テラコッタ(陶器)
土そのものを感じさせる力強い表情、肌に吸い付くような滑らかな質感、モダンな彫刻を思わせる佇まい……そんな豊かな表現をかなえ、ドマーニの根幹をかたちづくる素材が陶器です。
彼らの陶器づくりは採土場からスタートします。多くのプランターメーカーはすでにでき上がった粘土を購入して製品をつくりますが、ドマーニはまずヨーロッパ各地の採土場に足を運び、自分たちの製品に適した土から吟味するのです。
TERRACOTTA
そうして選び抜いた土にカオリン(白っぽい鉱物)や鉄分、顔料などをブレンドして11種類もの粘土をつくり出し、それぞれのコレクションに合わせて使い分けています。陶器の表面にかける釉薬もまた長い年月をかけて開発し、独創的な色彩と、マットなものから金属のような光沢があるものまで幅広いテクスチュアを実現。こうして美しく奥行きがあるプランターをつくり上げているのです。
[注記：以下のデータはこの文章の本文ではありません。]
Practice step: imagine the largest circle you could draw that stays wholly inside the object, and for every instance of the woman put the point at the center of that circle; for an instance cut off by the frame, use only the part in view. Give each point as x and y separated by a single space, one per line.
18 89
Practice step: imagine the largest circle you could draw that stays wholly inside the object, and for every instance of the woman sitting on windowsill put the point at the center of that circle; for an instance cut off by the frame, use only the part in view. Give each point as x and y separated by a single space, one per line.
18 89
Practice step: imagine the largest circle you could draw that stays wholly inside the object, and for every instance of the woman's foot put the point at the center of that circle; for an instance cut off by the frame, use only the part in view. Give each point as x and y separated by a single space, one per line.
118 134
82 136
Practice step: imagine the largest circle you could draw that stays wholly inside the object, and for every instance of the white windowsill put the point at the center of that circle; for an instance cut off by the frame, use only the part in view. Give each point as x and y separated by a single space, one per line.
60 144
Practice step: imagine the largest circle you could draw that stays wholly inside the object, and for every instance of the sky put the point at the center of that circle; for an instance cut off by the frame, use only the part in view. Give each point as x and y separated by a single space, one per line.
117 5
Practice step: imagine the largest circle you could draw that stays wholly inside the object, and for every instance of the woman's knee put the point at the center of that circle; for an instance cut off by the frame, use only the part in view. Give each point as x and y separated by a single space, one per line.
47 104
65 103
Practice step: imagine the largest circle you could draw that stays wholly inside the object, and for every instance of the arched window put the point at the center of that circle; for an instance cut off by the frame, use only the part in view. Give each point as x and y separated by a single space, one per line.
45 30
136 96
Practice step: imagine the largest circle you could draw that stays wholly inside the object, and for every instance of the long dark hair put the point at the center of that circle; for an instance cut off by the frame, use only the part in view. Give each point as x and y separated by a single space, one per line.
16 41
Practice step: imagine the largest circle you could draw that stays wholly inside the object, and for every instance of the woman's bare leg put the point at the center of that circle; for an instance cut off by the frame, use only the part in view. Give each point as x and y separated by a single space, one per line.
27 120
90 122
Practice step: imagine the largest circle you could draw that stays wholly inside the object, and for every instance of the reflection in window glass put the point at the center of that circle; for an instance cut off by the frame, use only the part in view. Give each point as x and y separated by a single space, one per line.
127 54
また、どこまでも実用性を追求し、たとえばアウトドア用のプランターは氷点下でも凍って割れないよう、陶器に含まれる水分量を3〜4%に抑える焼成技術を開発。その昔、ワインの熟成樽に用いられた「アンフォラポット」の特殊な製作技術を取り入れ、防水性の高い粘土を生み出すなどして、耐候性や耐久性をかなえています。陶器は先史時代から器や祭具、芸術品、建材などに使われてきた伝統的な素材。その伝統へ敬意を払いながらも、彼らの斬新なアイデアと尽きることのない探究心を重ね合わせることで、人々を驚かせる製品を届けているのです。
コールテン鋼
月日が流れ、季節が巡り、ときには灼熱の太陽を浴び、ときには雨風に打たれるなかで、命が吹き込まれるコールテン鋼。人々の暮らしとともに表情を変化させる、趣深い素材です。ドマーニとこの素材をつないでくれたのは、ドイツ人アーティスト、ファビアン・ボン・スプレーケルセンでした。現在は主に彼がデザインを手掛ける「CORTINA」シリーズで、コールテン鋼を使用しています。
CORTEN STEEL
コールテン鋼は雨や風、日光に当たることで酸化し、表面に保護膜となるサビを形成します。そのため、屋外で使用しても劣化しにくく、耐候性鋼とも呼ばれています。設置環境によってサビの色の変わり方は異なり、数年かかることもありますが、通常は鋼鉄のダークグレーが鮮やかなオレンジとなり、さらに濃い赤、最後は深い茶色へと変化を遂げます。「CORTINA」では、特殊な表面仕上げにより当初から鮮やかなオレンジのサビを形成させています。その後は、設置環境のなかで自然にサビを発生させて最終形態の深い茶色へと深みを増していきます。サビが定着すると色は変わることなく、その先は何十年も屋外で使用することができます。
楽焼き
繊細で落ち着いた表情を描き、一つとして同じものがない貫入(ひび)入りの陶器。ドマーニを特徴付けるそのデザインは、16世紀の日本の茶器である「楽焼き」を基にしながら、独自の製法で生み出しています。
RAKU
貫入は、釉薬と土の収縮比率の違いから起きるものです。ドマーニでは楽焼きのためにブレンドした粘土を型に入れて成型し、まずは低めの温度で素焼きをしてから釉薬を厚く施してしっかりと乾燥させます。次に楽焼き専用の小さなオーブンでオレンジ色になるまで熱し、職人の目と手で一つひとつのタイミングを見計らって、隣に用意されたおがくずのなかに入れるのです。急激に温度が下がるその瞬間、大きな火柱が上がるとともに、釉薬には無数の筋が入ります。その後、数日をかけてゆっくりと冷まし、丁寧に煤を拭き取ると、美しい貫入が現れるのです。楽焼きの表情は人が作為的につくり出せるものではなく、粘土や釉薬、炎、空気、そして職人の技術などの相互作用によって偶然に生まれるもの。予測や制御が難しいところに、唯一無二の美しさが宿っています。
ジンク(亜鉛)
1998年にドマーニが発表したジンクのプランター。プランターに金属が用いられることがめずらしかった当時、直線的でクールなその製品の登場は衝撃的なものでした。モダンな空間に調和する陶器以外の硬質なプランターを求めていた彼らは、いくつかの金属を試した結果、ジンクという素材にたどりついたのです。
ZINC
ドマーニのジンクは、建物の外装材として用いられるチタン亜鉛板のなかでも4%の銀を含んだ 強度の高いもので、さらに特殊な表面仕上げを施しています。最初は黒く見えますが、水や湿気に触れると自身を腐食から守るために酸化し、保護膜となる粉末状の白サビを発生させます。この変化によるマットなテクスチュアやダークグレーの色合いが、洗練された雰囲気を醸します。さらに時が経つにつれ、くすんだ緑青(青緑色のサビ)を発生して奥行きのある表情に。自然にゆっくりと変化を続けるその姿もまた、美しく魅力的です。 そんな素材の美しさを引き立てるためにシンプルなデザインを追求し、製作には特別なはんだ付けの技術を導入しています。ジンクは加工に必要なエネルギーがほかの金属よりも少なく、リサイクルも可能なため、持続可能な素材でもあります。